Cardiovascular Magnetic Resonance (CMR) imaging plays a pivotal role in non-invasive cardiovascular assessment, offering high-resolution, multiparametric information without ionising radiation [1]. It is considered the gold standard for evaluating cardiac function, perfusion, viability, fibrosis, and congenital abnormalities [2]. However, widespread clinical adoption remains constrained by the inherently slow acquisition process, driven by sequential k-space sampling and the need for high spatial and temporal resolution. This makes CMR sensitive to physiological motion (cardiac, respiratory), which can introduce artifacts and compromise image quality [3]. Recent studies have also investigated deformable registration and motion estimation strategies to better capture spatiotemporal cardiac dynamics [4, 5, 6]. Additionally, the complex cardiac anatomy and diverse imaging protocols, spanning various contrasts (Cine, T1/T2 Mapping, LGE), trajectories (e.g., uniform, 3D k-t Gaussian/Radial), and anatomical views (e.g., long-axis, short-axis, aortic), prolong scan time and increase reconstruction complexity [7, 8]. Differences in scanner hardware and software further hinder robust and consistent reconstruction across sites [9].

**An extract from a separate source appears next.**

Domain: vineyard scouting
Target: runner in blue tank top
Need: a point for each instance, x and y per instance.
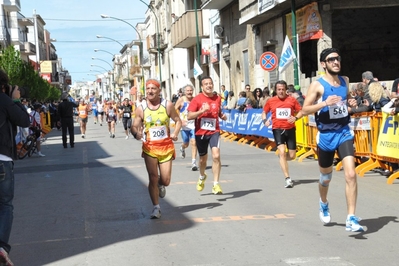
(328, 98)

Recent advances in deep learning (DL) have shown promise in accelerating CMR image reconstruction by learning direct mappings from undersampled k-space to high-quality images [10, 11, 12, 13, 14]. Leading solutions from the CMRxRecon challenges [15, 8] have achieved superior performance over traditional methods [18, 19, 20], as reviewed in [16, 17]. However, DL models often fail to generalize well in clinical settings due to domain shifts arising from variability in acquisition protocols, scanner vendors, anatomical coverage, and patient characteristics [9]. Addressing this generalization gap, through robust domain adaptation and domain-robust reconstruction strategies, is critical for safe and reliable deployment of DL-based reconstructions in real-world clinical practice [21, 22].

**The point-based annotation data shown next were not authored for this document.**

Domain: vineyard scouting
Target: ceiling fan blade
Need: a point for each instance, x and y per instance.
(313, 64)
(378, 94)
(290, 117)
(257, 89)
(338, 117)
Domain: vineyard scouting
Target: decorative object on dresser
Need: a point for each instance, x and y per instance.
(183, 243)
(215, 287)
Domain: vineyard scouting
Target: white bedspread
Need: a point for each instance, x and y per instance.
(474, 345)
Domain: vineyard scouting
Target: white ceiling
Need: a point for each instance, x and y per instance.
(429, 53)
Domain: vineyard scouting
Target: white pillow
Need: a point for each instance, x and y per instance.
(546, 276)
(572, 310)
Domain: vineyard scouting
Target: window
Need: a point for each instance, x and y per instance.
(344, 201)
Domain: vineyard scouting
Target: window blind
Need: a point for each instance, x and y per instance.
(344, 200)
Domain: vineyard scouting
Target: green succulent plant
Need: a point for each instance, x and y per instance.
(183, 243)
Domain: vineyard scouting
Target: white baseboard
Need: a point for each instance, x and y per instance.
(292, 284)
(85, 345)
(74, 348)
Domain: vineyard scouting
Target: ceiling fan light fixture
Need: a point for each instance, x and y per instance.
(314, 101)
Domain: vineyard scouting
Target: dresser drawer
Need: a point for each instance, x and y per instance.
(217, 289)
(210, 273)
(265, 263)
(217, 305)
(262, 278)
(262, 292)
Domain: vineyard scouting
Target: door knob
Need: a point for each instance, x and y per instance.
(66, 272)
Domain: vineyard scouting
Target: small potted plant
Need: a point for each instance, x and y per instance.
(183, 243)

Several recent works have explored domain-robust MRI reconstruction. One approach [23] demonstrated that networks trained with natural image datasets containing synthesized phase information can generalize across unseen contrasts and anatomies. A self-supervised method [24] introduced Robust SSDU, which is capable of recovering clean reconstructions even from noisy and sub-sampled training data. Another framework [25] proposed MRPD, which leverages large latent diffusion models pre-trained on natural images and adapts them to MRI reconstruction, demonstrating unprecedented cross-domain generalizability in unsupervised settings. More recently, LowRank-CGNet [26] was presented, integrating low-rank tensor modeling with conjugate gradient data consistency to handle diverse anatomy, contrast, and undersampling artifacts. While these approaches provide important advances, many rely on heavy diffusion models, external natural image priors, or structural assumptions, and do not jointly integrate unrolled optimization, adversarial learning, and explicit domain alignment.

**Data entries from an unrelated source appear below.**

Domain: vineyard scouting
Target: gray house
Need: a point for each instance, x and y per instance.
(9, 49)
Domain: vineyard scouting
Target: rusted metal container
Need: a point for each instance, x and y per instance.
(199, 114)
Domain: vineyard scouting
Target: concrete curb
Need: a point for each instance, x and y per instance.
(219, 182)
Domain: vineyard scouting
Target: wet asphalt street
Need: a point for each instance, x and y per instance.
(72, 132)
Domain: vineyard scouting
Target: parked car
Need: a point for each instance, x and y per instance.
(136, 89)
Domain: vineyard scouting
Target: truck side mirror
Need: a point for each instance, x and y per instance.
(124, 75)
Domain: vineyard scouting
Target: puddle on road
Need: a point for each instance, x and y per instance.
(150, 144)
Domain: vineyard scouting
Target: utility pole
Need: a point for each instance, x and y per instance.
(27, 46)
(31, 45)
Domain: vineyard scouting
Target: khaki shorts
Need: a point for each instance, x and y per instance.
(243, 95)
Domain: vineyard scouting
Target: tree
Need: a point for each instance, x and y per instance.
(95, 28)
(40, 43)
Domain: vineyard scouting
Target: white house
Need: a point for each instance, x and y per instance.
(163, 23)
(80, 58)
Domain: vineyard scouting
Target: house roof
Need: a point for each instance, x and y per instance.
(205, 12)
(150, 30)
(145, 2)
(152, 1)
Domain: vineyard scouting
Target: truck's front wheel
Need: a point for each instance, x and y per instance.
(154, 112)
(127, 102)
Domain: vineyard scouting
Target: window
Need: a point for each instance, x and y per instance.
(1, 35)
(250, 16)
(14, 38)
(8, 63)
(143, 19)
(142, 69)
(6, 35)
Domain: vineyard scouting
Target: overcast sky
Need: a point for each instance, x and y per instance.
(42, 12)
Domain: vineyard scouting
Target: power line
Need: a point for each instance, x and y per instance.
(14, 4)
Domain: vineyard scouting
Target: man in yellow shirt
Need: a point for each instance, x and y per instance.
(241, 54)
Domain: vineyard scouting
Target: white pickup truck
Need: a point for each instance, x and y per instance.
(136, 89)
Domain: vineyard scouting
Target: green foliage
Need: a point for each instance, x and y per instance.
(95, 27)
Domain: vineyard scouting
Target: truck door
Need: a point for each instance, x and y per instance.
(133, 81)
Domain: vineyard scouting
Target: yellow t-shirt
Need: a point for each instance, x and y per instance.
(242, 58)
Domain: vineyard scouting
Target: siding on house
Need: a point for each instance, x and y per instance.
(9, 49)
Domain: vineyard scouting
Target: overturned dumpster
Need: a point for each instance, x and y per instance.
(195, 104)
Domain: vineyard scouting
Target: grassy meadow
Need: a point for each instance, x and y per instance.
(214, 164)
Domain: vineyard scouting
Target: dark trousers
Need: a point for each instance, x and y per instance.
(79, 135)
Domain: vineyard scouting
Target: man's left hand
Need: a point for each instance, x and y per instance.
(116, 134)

To address these challenges, we propose a generalizable CMR reconstruction framework based on a generative adversarial network (GAN) architecture. The generator incorporates a residual deep unrolled network that mimics compressed sensing-based iterative optimization, progressively refining intermediate k-space estimates from undersampled input data. To improve anatomical fidelity and reduce blurring, we introduce Edge-Aware Reconstruction (EAR) loss that emphasizes recovery of clinically relevant boundaries. To address domain variability, we include a Statistical Distribution Alignment (SDA) loss that aligns latent features across different CMR domains. Furthermore, inspired by recent work in prompt-based MRI reconstruction [31], we integrate prompt learning to enable adaptive reconstruction across diverse contrasts, trajectories, and anatomical views within a unified model. Our main contributions are:

•

We present a generalizable residual deep unrolled reconstruction framework for CMR, which integrates compressed sensing-based inverse problem solving into the GAN generator. This design enables accurate reconstruction from highly undersampled k-space data. Experiments on the CMRxRecon 2025 dataset demonstrate that our method outperforms existing state-of-the-art approaches in both image quality and generalization across out-of-distribution scenarios.

•

We propose EAR loss, which enhances the reconstruction of fine anatomical details and mitigates the blurring artifacts common in deep learning-based methods.

•

To address the challenge of domain shift caused by variability in contrasts, trajectories, anatomical coverage, and scanner settings, we incorporate SDA loss that explicitly reduces distributional discrepancies across different CMR domains, promoting robust generalization.

2 Materials and Methods

2.1 Dataset

We evaluated our method on the CMRxRecon 2025 dataset [27], a large scale, multi-center, multi-vendor benchmark specifically designed to assess the robustness of cardiac MRI reconstruction models across clinically diverse settings. The dataset comprises over 600 subjects collected from multiple institutions and scanner vendors, including GE, Philips, Siemens, and UIH. It covers a broad patient population, including healthy volunteers, individuals with various cardiac pathologies such as cardiomyopathies, myocardial infarction, and arrhythmias, as well as pediatric cases. It features a wide range of CMR modalities (e.g., Cine, T1/T2 Mapping, LGE, and perfusion), along with varying sampling trajectories (Cartesian, Radial, and Gaussian) and magnetic field strengths (1.5T, 3T, and 5T). Each case includes fully sampled and under sampled k-space data, sampling masks, and ground truth reconstructions.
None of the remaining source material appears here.